The extracts and pure major constituents of Chios mastic gum (resin of Pistacia lentiscus var. chia) were tested for their activities against Helicobacter pylori. A total mastic extract without polymer (TMEWP) was prepared after removal of the contained insoluble polymer in order to ameliorate solubility and enhance in vivo activity. Administration of TMEWP to H. pylori SS1-infected mice over the period of 3 months with an average dose of 0.75 mg/day led to an approximately 30-fold reduction in the H. pylori colonization (1.5 log CFU/g of tissue). However, no attenuation in the H. pylori-associated chronic inflammatory infiltration and the activity of chronic gastritis was observed. To further characterize potential active mastic constituents, the TMEWP was separated into an acidic and a neutral fraction. Both were extensively characterized by nuclear magnetic resonance and mass spectroscopy to elucidate the structure of the components contained within each fraction.
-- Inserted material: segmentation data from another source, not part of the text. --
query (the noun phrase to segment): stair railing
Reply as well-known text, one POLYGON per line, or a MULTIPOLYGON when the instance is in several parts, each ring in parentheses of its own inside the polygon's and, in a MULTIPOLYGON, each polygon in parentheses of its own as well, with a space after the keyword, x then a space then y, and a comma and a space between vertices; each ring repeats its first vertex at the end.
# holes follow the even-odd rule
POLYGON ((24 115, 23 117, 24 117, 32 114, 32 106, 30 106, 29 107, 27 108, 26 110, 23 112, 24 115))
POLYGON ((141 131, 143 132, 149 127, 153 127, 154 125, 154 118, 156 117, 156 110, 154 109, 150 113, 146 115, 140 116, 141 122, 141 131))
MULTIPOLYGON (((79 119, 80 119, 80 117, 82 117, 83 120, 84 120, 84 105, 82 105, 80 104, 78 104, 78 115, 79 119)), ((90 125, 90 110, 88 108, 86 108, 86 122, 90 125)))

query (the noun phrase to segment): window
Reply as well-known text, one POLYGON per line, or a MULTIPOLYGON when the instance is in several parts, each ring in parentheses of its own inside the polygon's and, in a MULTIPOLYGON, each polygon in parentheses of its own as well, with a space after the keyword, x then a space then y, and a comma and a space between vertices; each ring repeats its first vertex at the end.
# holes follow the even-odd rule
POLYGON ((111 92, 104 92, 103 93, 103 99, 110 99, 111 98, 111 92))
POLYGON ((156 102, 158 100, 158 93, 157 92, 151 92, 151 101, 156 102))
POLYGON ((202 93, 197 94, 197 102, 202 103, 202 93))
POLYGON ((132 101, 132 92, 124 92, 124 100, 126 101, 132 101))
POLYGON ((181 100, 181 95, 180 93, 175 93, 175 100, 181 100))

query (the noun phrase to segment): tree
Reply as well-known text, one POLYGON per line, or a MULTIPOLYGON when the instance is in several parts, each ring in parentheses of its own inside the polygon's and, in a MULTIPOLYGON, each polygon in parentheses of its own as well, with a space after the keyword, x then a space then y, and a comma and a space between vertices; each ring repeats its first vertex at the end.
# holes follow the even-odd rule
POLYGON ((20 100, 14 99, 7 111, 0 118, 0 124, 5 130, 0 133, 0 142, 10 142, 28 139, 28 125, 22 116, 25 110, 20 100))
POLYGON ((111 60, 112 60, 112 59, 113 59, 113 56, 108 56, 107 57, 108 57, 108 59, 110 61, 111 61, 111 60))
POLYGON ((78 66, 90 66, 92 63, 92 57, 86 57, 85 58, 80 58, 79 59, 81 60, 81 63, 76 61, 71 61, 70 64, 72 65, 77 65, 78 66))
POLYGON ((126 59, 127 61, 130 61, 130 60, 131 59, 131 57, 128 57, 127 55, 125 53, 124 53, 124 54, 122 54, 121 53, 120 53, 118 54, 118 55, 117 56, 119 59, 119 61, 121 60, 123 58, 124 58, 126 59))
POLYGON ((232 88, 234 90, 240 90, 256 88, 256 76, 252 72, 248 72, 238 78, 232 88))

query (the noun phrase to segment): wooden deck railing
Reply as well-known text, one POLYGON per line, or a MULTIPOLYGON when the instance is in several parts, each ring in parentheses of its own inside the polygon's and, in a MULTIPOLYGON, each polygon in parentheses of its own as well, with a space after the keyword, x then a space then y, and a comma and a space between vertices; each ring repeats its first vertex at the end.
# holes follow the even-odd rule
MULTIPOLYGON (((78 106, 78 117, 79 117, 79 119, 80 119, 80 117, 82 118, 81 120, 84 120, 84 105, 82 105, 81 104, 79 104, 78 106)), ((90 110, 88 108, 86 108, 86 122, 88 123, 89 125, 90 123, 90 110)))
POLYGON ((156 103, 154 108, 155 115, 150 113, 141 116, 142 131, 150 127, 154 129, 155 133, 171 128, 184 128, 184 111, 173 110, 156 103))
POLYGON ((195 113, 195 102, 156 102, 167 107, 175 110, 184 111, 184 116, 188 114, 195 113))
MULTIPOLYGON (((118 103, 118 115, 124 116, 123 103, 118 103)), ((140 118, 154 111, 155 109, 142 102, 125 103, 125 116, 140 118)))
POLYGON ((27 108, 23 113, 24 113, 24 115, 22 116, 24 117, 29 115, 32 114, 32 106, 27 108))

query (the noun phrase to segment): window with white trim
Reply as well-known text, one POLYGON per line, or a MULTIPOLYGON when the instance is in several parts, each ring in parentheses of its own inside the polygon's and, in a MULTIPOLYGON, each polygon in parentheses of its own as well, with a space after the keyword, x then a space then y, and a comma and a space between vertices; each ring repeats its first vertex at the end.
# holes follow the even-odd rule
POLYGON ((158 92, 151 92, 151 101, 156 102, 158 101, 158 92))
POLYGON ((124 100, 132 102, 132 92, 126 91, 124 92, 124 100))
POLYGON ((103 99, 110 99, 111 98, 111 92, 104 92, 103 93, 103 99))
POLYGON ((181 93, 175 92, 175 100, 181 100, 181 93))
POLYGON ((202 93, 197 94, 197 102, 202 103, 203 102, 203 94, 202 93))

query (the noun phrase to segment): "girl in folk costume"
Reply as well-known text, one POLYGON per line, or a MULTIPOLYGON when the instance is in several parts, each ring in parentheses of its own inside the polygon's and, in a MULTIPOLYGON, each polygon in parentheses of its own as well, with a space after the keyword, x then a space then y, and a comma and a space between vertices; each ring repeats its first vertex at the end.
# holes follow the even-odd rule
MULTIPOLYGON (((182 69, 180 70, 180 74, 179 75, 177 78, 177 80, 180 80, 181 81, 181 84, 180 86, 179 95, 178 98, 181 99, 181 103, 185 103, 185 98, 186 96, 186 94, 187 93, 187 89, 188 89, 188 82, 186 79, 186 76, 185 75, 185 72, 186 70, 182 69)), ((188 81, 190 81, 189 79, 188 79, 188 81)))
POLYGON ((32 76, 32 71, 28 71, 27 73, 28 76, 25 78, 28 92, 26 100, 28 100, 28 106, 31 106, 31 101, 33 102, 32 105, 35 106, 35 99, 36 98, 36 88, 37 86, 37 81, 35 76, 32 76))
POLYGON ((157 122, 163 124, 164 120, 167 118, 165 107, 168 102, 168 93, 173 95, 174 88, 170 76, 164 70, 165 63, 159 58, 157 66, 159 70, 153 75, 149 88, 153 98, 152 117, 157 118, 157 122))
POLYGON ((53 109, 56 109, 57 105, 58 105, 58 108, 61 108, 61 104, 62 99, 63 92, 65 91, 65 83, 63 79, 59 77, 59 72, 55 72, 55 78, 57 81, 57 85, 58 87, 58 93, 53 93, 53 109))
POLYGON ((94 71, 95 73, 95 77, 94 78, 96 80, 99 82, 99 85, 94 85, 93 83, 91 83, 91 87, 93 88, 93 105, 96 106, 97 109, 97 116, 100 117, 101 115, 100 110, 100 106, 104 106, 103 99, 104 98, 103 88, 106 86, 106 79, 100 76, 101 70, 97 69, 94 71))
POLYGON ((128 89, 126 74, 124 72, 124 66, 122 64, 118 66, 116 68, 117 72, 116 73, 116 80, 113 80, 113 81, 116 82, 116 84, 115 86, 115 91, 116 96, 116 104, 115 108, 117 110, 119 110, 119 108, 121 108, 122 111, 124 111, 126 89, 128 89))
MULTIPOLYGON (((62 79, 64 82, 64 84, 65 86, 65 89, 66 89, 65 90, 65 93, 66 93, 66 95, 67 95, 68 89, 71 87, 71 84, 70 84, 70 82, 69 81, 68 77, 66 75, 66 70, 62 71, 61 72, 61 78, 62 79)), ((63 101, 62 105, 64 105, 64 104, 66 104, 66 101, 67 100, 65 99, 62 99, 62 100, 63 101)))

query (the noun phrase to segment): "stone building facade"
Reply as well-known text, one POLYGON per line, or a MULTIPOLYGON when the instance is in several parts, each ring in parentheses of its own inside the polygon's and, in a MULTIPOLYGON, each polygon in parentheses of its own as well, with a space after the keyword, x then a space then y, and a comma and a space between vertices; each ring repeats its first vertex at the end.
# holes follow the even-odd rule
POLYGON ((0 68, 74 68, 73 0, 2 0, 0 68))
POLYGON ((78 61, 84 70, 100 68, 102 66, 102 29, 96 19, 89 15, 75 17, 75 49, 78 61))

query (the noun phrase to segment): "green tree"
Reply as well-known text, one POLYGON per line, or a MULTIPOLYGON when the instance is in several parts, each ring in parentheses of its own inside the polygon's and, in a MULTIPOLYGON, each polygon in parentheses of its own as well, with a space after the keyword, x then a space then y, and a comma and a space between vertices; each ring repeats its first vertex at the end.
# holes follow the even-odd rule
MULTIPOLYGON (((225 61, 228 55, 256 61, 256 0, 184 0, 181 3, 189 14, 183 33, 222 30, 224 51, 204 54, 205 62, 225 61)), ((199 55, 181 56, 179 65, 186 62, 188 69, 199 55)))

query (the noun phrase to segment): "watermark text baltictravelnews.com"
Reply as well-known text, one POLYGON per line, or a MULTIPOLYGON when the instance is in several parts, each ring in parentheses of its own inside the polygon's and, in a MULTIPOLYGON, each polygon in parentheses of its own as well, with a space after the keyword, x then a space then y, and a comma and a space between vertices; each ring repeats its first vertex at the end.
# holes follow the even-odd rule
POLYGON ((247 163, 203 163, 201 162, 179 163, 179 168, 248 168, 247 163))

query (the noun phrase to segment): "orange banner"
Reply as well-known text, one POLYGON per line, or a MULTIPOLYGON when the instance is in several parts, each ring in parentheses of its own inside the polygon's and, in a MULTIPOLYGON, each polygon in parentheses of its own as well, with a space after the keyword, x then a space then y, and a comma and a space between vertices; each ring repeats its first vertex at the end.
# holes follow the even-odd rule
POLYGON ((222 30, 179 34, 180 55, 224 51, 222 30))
After chromatographic separation, the acid fraction gave the major triterpenic acids, while the neutral fraction gave several triterpenic alcohols and aldehydes. Mastic extracts and isolated pure triterpenic acids were tested for in vitro activity against a panel of 11 H. pylori clinical strains. The acid fraction was found to be the most active extract (minimum bactericidal concentration [MBC], 0.139 mg/ml), and the most active pure compound was isomasticadienolic acid (MBC, 0.202 mg/ml [0.443 mM]). Our results show that administration of TMEWP may be effective in reducing H. pylori colonization and that the major triterpenic acids in the acid extract may be responsible for such an activity.

Figures

FIG. 1.

Extraction of Chios mastic gum.

FIG. 2.

Triterpenic compounds isolated from mastic acidic and neutral fractions.

FIG. 3.

H. pylori colonization in H. pylori-infected mice following continuous administration of total mastic extract without the polymer (SMH; n = 10 animals) or left untreated (SH; n = 9 animals). Viable H. pylori counts are expressed in log CFU/g gastric tissue. A moderate 1.5-log reduction in H. pylori colonization was observed (P = 0.0024) in the SMH study group compared to the SH control group.

FIG. 4.

Serum anti-H. pylori IgG antibody response in H. pylori-infected animals treated with total mastic extract without the polymer (SMH) or left untreated (SH). Uninfected control mice that received total mastic extract without the polymer are also depicted (SM). Mouse sera were diluted to 1:50. No difference in anti-H. pylori titers was observed at 12 weeks postinfection between the SMH and SH groups.

FIG. 5.

Bactericidal activity of mastic gum extracts against H. pylori in a liquid medium. H. pylori strains LAVHP-6 (more resistant strain) and LAVHP-7 (most susceptible strain) were cultured under microaerophilic conditions in BHI as described in Materials and Methods and exposed to acidic, TMEWP, and neutral fractions at the concentrations depicted in the legend. After further incubation, viability was determined at each time point.